KPK Identifikasi Makelar Perkara Bea Cukai di Semarang

Sedang Trending 1 jam yang lalu

Komisi Pemberantasan Korupsi (KPK) mengidentifikasi adanya pihak di wilayah Semarang yang mengklaim mampu mengatur jalannya penyidikan kasus dugaan suap impor barang dan gratifikasi pada Senin (4/5/2026). Perkara ini berkaitan dengan dugaan tindak pidana korupsi di lingkungan Direktorat Jenderal Bea dan Cukai Kementerian Keuangan.

Penyidik kini tengah menelusuri keberadaan oknum yang mencoba mengintervensi kasus tersebut di Jawa Tengah sebagaimana dilansir dari Detikcom. Juru Bicara KPK Budi Prasetyo mengingatkan bahwa upaya penanganan hukum di lembaga antirasuah tetap berjalan sesuai prosedur profesional tanpa pengaruh pihak luar.

"Kami mendapatkan informasi kembali adanya pihak-pihak yang mengklaim bisa mengatur dan mengurus perkara penyidikan di KPK khususnya dalam perkara Bea dan Cukai ini, dalam hal pengurusan importasi barangnya, atau yang terkait dengan pengurusan bea ya," kata Jubir KPK Budi Prasetyo.

Lokasi keberadaan oknum pengatur perkara tersebut terdeteksi di sekitar Jawa Tengah. Temuan ini menambah daftar pihak yang mencoba memanfaatkan situasi penyidikan untuk keuntungan pribadi.
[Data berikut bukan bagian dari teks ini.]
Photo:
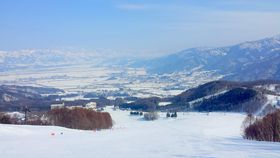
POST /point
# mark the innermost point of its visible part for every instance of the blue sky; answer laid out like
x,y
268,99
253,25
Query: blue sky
x,y
146,27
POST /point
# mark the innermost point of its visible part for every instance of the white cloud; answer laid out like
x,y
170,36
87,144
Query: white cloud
x,y
132,6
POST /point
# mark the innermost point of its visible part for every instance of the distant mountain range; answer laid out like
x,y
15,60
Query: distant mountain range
x,y
246,61
257,97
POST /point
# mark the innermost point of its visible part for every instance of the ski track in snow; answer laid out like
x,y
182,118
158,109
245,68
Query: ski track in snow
x,y
190,135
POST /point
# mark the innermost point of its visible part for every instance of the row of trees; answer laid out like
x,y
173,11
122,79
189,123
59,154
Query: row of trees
x,y
265,129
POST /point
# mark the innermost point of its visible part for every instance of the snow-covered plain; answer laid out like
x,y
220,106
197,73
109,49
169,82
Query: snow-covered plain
x,y
189,135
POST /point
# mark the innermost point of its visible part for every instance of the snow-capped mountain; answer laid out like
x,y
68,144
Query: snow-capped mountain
x,y
36,58
246,61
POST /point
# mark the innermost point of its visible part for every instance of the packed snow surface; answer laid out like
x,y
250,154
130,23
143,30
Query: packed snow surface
x,y
189,135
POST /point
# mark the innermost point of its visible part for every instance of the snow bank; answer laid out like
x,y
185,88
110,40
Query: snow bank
x,y
190,135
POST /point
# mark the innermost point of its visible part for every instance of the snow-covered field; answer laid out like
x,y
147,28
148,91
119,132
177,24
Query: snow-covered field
x,y
190,135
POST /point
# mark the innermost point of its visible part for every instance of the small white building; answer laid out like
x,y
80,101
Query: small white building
x,y
57,106
91,105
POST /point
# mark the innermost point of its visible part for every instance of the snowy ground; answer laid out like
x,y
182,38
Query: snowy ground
x,y
190,135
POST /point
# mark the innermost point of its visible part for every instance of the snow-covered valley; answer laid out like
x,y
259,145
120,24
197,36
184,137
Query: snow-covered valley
x,y
190,135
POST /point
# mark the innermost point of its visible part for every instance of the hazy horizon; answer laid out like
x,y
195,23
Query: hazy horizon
x,y
135,28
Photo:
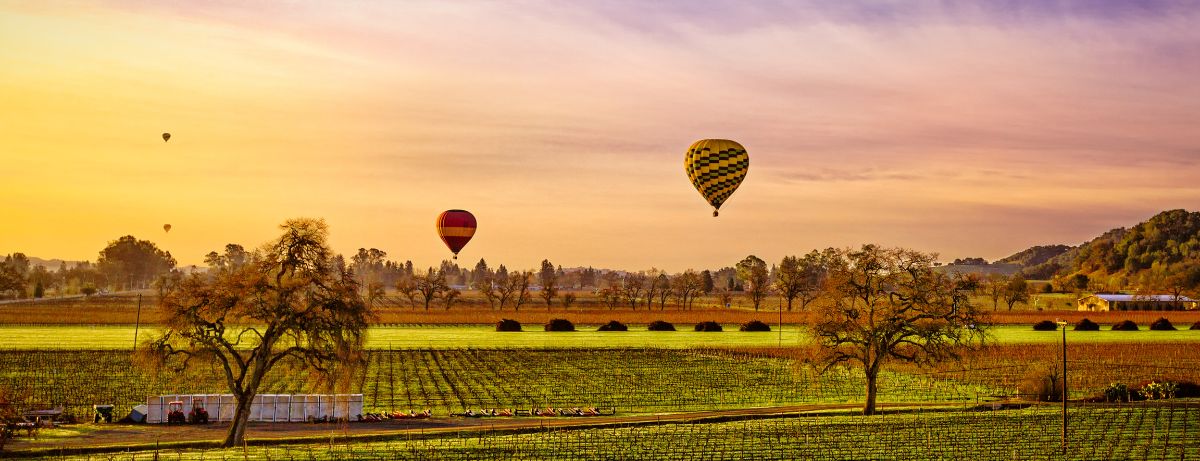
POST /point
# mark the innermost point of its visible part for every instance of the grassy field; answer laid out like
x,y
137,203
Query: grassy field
x,y
485,336
121,310
1137,432
630,381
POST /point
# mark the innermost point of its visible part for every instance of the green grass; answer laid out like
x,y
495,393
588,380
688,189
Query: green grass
x,y
631,381
1098,433
483,336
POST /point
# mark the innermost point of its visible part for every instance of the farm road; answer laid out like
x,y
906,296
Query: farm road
x,y
108,438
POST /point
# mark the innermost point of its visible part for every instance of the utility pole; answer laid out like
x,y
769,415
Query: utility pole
x,y
137,323
1063,327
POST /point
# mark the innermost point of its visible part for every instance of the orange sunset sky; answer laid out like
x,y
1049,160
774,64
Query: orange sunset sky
x,y
970,130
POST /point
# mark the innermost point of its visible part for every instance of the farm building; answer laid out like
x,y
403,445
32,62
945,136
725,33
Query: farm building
x,y
1137,303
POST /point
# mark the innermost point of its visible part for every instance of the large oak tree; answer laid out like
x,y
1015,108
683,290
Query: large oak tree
x,y
891,305
289,304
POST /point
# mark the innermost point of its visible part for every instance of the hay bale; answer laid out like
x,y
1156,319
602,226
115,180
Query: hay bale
x,y
559,324
1045,325
613,325
1125,325
660,325
1162,324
"Informasi ini kami dapatkan di wilayah sekitar Semarang," tambahnya.

Lembaga antirasuah mengimbau kepada seluruh saksi yang dijadwalkan menjalani pemeriksaan untuk tidak mempercayai janji dari pihak mana pun. Kewaspadaan diperlukan agar pihak yang dipanggil tidak terjebak dalam penipuan berkedok pengurusan perkara.

"Kepada pihak-pihak terkait ataupun saksi yang dipanggil dijadwalkan untuk dilakukan pemeriksaan oleh penyidik, agar selalu hati-hati dan waspada terhadap oknum-oknum yang tidak bertanggung jawab, mengaku baik sebagai pegawai KPK ataupun mengaku sebagai pihak lain yang bisa mengatur perkara di KPK," tuturnya.

KPK mencatat adanya perbedaan antara temuan oknum di Semarang ini dengan informasi sebelumnya yang terungkap pada Rabu (29/4). Meskipun keduanya berada di wilayah Jawa Tengah, identitas pihak yang mencoba menawarkan jasa pengurusan perkara tersebut dinyatakan sebagai individu yang berbeda.

Penyidikan awal kasus ini bermula dari operasi tangkap tangan yang menyeret enam tersangka di internal DJBC. Deputi dan Penindakan KPK Asep Guntur Rahayu mengonfirmasi penyitaan aset bernilai puluhan miliar rupiah dari sejumlah lokasi dalam penggeledahan sebelumnya.

"Selain itu, tim KPK juga mengamankan barang bukti dari kediaman RZL, ORL, dan PT BR serta lokasi lainnya karena ini ada beberapa lokasi ya, safe house gitu ya. Yang diduga terkait dengan tindak pidana ini total senilai Rp 40,5 miliar," kata Deputi dan Penindakan KPK Asep Guntur Rahayu.